Individual cognitive prediction based on white matter structural connectome. Based on machine learning methods, features of the human brain WM connectome (such as global, local, and connection attributes) can serve as imaging biomarkers for personalized measurements, such as predicting age and cognitive abilities. However, the predictive models based on connectome are fundamentally influenced by the network construction methods and regression algorithms chosen, lacking systematic evaluations for prediction frameworks specifically targeting human brain WM connectome. Based on two independent datasets, the Beijing Aging Brain Rejuvenation Initiative (BABRI) and the Lifespan Human Connectome Projects in Aging (HCP-A) (BABRI: 633 healthy participants; HCP-A: 560 healthy participants), two node definition strategies and seven connection definition strategies were considered to construct networks. Eight regression algorithms were employed to predict age and four cognitive functions. The study found that human brain WM connectome exhibited good predictive ability for individual age and cognitive functions, particularly executive function and attention. At the network construction level, different node definition strategies showed significant differences in prediction performance, and dMRI with different acquisition parameters exhibited preferences for fiber reconstruction methods and connection weighting strategies. At the regression algorithm level, MLP and Elastic-Net algorithms demonstrated more accurate and robust prediction performance. Based on the results of the above methodological evaluation, the WM structural connectome features of the HCP-D dataset (439 healthy subjects) were used to predict a wide range of cognitive scores. The results showed that the WM connectome could significantly predict different cognitive measures in the developmental population, and the prediction contribution of different measures was highly consistent. In summary, this study identified the impact of human brain WM network construction and machine learning regression algorithms on prediction performance, providing an important methodological foundation for subsequent research on human brain WM conncetome and cognitive prediction.

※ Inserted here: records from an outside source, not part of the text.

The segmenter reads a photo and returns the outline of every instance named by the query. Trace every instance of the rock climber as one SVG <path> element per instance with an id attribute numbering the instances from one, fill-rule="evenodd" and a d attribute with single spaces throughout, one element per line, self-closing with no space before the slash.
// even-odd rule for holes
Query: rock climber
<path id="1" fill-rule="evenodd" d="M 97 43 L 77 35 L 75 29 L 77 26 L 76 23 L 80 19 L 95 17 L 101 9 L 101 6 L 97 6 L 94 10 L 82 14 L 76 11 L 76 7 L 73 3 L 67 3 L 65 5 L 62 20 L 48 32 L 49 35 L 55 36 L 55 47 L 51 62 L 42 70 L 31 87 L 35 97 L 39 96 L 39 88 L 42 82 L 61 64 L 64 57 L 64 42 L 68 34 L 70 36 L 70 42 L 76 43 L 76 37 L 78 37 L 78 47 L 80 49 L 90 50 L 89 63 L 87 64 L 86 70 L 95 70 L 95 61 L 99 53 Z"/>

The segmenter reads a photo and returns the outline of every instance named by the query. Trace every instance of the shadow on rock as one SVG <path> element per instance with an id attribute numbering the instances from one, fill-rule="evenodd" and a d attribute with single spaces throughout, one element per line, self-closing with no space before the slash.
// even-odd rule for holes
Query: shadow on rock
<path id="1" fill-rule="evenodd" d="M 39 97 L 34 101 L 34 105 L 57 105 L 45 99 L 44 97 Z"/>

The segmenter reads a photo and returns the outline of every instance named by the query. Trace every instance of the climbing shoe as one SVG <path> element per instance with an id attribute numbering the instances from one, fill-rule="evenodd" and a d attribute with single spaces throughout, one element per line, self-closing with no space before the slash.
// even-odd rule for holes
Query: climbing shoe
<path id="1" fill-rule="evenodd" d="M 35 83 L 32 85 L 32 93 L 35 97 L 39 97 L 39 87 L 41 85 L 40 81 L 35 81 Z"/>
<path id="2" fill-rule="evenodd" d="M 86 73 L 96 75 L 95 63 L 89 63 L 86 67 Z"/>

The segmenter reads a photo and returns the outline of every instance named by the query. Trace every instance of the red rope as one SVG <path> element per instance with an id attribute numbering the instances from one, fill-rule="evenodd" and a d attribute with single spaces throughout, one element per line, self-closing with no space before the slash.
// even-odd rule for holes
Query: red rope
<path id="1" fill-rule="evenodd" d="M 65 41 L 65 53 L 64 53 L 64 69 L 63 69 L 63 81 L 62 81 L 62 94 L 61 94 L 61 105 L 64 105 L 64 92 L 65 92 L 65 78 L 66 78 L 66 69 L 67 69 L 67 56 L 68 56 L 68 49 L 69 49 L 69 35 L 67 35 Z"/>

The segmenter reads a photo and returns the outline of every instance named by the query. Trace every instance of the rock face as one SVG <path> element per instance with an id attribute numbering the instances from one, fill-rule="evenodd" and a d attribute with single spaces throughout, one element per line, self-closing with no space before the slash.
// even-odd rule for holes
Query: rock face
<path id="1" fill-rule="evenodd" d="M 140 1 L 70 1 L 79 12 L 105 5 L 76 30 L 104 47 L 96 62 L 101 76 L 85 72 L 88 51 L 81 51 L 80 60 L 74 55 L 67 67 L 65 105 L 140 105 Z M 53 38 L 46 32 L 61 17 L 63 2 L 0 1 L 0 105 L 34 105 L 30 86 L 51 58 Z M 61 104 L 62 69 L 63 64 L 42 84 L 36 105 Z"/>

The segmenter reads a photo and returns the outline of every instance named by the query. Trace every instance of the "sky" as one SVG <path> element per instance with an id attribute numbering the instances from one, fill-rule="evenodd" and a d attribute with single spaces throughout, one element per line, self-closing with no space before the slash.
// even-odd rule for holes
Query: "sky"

This paper provides methodological references for the network construction of human brain WM structural connectome and cognitive prediction. It offers evidence for the developmental patterns, cognitive encoding abilities, and potential transcriptional and cellular structures of human brain WM connectome and structure-function coupling from childhood to adolescence. It also provides a new perspective for better understanding brain development.